The pandemic, and in its wake a greater appreciation of resilience, may also result in a reconfiguration of international supply chains and investments. Even if not directly exporting, many SMEs are affected by changes in GVCs through their buyer-supplier networks. As a result of lockdowns that affected supply or demand upstream or downstream in their value chains, many small businesses suffered product shortages and price volatility. Those value chains where inputs were difficult to substitute were hit particularly hard, making specialisation (previously an asset for many SMEs that had successfully integrated GVCs pre-crisis) a source of vulnerability. Building resilience requires some diversification in sourcing and production locations, a strategy that is harder to adopt for smaller firms. This may also involve divestments by MNEs from some locations, but expansions in others, creating both risks and opportunities for SMEs. In some countries and regions, the crisis has also re-ignited debates about industrial sovereignty, with some now developing reshoring strategies, built around resilience of strategic SMEs and industries.

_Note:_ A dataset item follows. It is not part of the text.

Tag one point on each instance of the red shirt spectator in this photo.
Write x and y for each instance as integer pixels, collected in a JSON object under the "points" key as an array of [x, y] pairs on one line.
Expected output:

Whilst the accelerated uptake of digital tools by SMEs is welcome and will help to close long-standing productivity gaps, its pace has also left many small firms vulnerable to cyber-attacks. Moreover, many continue to lag behind in the digital transformation, especially the self-employed and micro-firms (with around 60% citing adaptation costs as a barrier). In addition, gaps have widened further between SMEs in digitally-intensive sectors and those in low-digital sectors. Solutions and policies to address investment gaps and technological locks-in, as well as efforts to improve SME digital skills, data culture and digital security are all essential to fully leverage the transformative potential of digital tools for all firms.

As part of their recovery packages, governments have placed a high priority on digitalising, reskilling and greening economies. Many are proactively strengthening the scope for e-commerce and e-government services, supporting teleworking and digital security in SMEs, and acting as facilitators in connecting SMEs with innovation and knowledge networks and digital solutions providers. In addition, in many countries, support to start-ups and scale ups has been extended, not only to help overcome liquidity constraints, but also to access innovation and growth capital. Governments are also using the crisis as an opportunity to accelerate the transition towards a greener and circular economy, with massive plans for the greening of SME activities, sometimes twinned with the digital agenda.

Within these strategies, there is also a much greater appreciation of the efficacy of SME and entrepreneurship recovery packages that have an explicit territorial (sub-national) dimension. Not only to account for the local nature and influence of SMEs and entrepreneurs, or to design and deliver public services in closer connection with their user bases, but also because of the high potential to capitalise on place-based policies with effective governance mechanisms to avoid inefficiencies in public action.